Subject: File No. S7-15-10
From: Larry Andreano

August 11, 2010

Regarding the proposal to Limiting "Ongoing Sales Charges":

The on-going sales charge is compensation to the Financial Advisor for continueing to work with a client to help them with their financial objectives. The compensation is for the Advisor to monitor the fund to ensure that it is still appropriate for the client needs and to spend time with the client in meetings or discussions so as to monitor their financial situation over multiple years.

Removing this compensation will only hurt the smaller clients as Advisors would have no incentive to spend time talking with a client that holds a fund that stops paying some compensation. Additionally there would be an incentive for an Advisor to recommend a change to a different fund once the on-going compensation expires, so that the compensation clock starts over again, even when the existing fund adequately meets the investors needs. This is exactly the opposite of what you should be incenting.

In my experience the on-going sales charge - C shares - are only used for smaller clients that do not qualify for fee based accounts. Example: a client that has $3,000 in a Roth IRA which is too small for an advisor to charge the usual annual asset based fee. Thus these fees provide a way for Advisors to receive compensation for assisting a client that they would otherwise not consider assisting.

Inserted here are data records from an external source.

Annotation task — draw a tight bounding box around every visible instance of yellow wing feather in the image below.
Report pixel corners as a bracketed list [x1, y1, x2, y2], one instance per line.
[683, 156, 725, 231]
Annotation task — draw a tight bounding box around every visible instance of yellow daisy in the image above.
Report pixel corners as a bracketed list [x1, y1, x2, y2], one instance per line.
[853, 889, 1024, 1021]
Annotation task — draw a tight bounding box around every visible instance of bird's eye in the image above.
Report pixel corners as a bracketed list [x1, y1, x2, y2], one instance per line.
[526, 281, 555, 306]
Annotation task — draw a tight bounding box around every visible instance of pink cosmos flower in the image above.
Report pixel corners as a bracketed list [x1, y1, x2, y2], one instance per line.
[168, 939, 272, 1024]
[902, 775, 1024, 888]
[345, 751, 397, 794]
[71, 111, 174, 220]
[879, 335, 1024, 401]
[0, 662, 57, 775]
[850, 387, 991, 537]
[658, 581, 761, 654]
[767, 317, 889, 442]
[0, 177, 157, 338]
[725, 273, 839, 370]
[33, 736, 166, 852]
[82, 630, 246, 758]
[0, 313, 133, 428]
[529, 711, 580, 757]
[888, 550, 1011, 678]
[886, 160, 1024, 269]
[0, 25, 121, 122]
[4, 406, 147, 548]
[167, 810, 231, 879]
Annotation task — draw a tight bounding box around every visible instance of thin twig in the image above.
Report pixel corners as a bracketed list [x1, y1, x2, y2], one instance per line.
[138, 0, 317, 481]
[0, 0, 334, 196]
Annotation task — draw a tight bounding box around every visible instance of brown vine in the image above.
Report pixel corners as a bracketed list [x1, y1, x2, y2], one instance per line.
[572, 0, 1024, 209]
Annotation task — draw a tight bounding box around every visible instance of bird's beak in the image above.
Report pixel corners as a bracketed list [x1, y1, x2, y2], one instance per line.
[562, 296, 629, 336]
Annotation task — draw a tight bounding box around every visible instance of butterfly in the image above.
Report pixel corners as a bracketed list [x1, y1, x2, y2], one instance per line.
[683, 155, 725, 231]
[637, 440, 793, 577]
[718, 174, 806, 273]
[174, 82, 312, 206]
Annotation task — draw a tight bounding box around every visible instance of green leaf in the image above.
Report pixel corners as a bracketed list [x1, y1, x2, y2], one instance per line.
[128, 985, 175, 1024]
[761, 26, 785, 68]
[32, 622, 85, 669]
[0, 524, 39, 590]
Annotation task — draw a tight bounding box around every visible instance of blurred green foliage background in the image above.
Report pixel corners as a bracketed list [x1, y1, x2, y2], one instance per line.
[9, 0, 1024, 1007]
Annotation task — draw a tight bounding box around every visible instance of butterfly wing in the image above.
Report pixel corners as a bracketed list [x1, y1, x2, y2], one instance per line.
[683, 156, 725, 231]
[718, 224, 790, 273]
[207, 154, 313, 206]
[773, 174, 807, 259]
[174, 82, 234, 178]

In this case the Advisor is actually receiving a smaller fee then typical for their services (most fee based Advisors receive over 1% of assets for their services until the account is significant) and thus the client is receiving a better "deal" then even some much larger clients. Also - the on-going fee is a significantly better deal for the client then the one time fee as more of the investors funds are invested and have the potential to grow. As an example: A client that purchased a C share stock fund at the beginning of March of '09 and paid a 1% fee had 99% of their investment funds grow at over a 20% rate for the next 12 months. If it was a one time fee only 94.5% of their invested funds would have participated in that growth. The compound impact for the investor can be significant.

From my perspective - on going fees should be considered the norm and one time fees should be suspect. One time fees provide no incentive for the firm or the Advisor to maintain a relationship with the client. You have it backwards.